Physiology-driven "Crop" operation: RetinaNet first localizes the macula and optic disc (OD) in the wide-field target; a square around the macula with side $2r$, where $r$ is the distance to the OD edge, is extracted to spatially match the source FoV.
A double-fitting "RAN-Poly" alignment: RANSAC homography to reject outliers, followed by least-squares fitting of degree-2 bivariate polynomials for each coordinate, accommodating nonlinear mapping from the spherical retinal surface to planar images.

Experimental results on a dataset of 60 OCTA–wfCFP pairs ("OCTA60") show state-of-the-art performance: 0.0% failure, 1.7% inaccurate, 98.3% acceptable registrations, with AUC 0.920 (cumulative error curve) and Dice score 0.295. Ablation confirms the necessity of the Crop operation and the double-fitting: without Crop, acceptable registration drops to 1.7%; omitting polynomial refinement or RANSAC degrades both accuracy and robustness. Degree-2 polynomials offer the optimal bias-variance trade-off in this context.

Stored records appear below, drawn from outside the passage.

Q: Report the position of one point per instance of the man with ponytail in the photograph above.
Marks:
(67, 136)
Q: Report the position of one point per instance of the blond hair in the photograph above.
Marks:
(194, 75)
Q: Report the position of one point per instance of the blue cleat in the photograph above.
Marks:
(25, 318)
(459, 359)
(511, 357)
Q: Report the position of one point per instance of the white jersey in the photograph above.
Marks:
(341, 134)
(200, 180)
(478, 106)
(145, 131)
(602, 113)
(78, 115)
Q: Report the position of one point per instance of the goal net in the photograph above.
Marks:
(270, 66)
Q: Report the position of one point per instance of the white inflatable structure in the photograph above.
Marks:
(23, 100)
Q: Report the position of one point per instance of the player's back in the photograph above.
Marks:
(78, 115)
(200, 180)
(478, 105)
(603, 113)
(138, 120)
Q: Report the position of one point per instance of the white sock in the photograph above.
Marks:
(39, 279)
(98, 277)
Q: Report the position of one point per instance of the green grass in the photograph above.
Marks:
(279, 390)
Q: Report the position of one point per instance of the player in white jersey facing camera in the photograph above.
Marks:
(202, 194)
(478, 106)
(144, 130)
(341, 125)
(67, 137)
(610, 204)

Key limitations are dependency on precise macula/OD localization, suboptimal keypoint density in noise/pathology, and polynomial mapping's inability to fully account for highly local distortions. The method is compatible with standard OpenCV and PyTorch pipelines (Li et al., 14 Dec 2025).

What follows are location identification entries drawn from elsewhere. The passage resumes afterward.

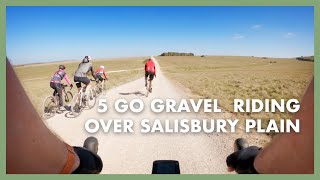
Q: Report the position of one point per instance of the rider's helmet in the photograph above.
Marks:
(62, 67)
(88, 58)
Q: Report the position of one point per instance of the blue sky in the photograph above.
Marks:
(40, 34)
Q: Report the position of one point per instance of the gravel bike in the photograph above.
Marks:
(82, 100)
(51, 103)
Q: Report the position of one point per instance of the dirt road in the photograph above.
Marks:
(133, 153)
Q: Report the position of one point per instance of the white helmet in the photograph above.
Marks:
(87, 58)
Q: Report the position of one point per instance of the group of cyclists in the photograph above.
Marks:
(81, 76)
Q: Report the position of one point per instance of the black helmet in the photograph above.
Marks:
(62, 67)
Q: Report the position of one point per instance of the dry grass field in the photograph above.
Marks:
(35, 78)
(226, 78)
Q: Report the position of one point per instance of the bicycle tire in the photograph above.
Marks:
(75, 105)
(49, 107)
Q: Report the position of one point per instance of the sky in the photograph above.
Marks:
(43, 34)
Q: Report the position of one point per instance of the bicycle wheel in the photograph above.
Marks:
(91, 99)
(147, 94)
(96, 89)
(68, 97)
(75, 105)
(50, 106)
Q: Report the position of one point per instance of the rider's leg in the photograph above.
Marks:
(87, 88)
(86, 81)
(59, 90)
(146, 78)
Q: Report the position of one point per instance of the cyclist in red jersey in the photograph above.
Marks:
(150, 71)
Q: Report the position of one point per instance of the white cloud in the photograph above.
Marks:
(238, 36)
(256, 27)
(289, 35)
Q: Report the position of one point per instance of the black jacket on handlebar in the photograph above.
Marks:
(242, 161)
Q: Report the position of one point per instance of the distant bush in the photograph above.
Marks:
(306, 58)
(176, 54)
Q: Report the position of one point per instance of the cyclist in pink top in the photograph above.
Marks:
(55, 83)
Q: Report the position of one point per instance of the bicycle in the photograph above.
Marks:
(51, 103)
(148, 87)
(100, 88)
(81, 101)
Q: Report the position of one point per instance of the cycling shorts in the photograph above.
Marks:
(79, 80)
(150, 75)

6. Comparative Overview of Methods

Approach	Key Principle	Robustness to Large FoV	Nonlinear Deformation Handling
Landmark Hybrid	Domain-specific keypoints + VE-NCC (Hervella et al., 2018)	Limited	Yes (FFD stage)
RetinaCraquelureNet	DNN keypoints & descriptors (Sindel et al., 2022)	Limited	No (homography only)
KPVSA-Net	DNN detection + SuperGlue matcher (Sindel et al., 2022)	Limited	No (homography only)
CoMIR	Contrastive rep. learning, monomodal registration (Pielawski et al., 2020)	Not directly tested	Depends on downstream method
CARe	Physiology-aligned Crop + RAN-Poly (Li et al., 14 Dec 2025)	Explicitly addressed	Partial (global polynomial)

CARe uniquely targets large cross-modal FoV discrepancies by foreshortening the target to the source's physiological region. In landmark-based and DNN feature approaches, performance degrades when FoV alignment is poor or when nonlinearities exceed the transformation model.

7. Outstanding Challenges and Future Directions

Unresolved issues across the field include:

Accurate detection of physiological landmarks (macula, OD) is a limiting factor in physiologically constrained cropping.
Vessel-structure-based keypoint detection remains susceptible to noise, imaging artifacts, and pathology, potentially causing sparse or unreliable matches.
Polynomial and homography-based models do not capture fine, highly localized distortions resulting from acquisition, motion, or variable tissue compliance.
End-to-end frameworks for nonrigid alignment, such as incorporating thin-plate spline or piecewise affine fields, remain an open area for investigation (Sindel et al., 2022, Sindel et al., 2022).
Domain adaptation and self-supervision (e.g., CycleGAN or contrastive learning) help address domain gaps but may propagate artifacts or style-transfer errors.
Real-time implementation on resource-constrained hardware remains challenging for DNN-based methods and polynomial fitting at scale (Li et al., 14 Dec 2025).

A plausible implication is that future research will focus on domain-robust feature learning, locally adaptive nonrigid registration fields, and integrated reliability estimation, with physiological priors and interpretable vessel-structure matching central to robust clinical deployment.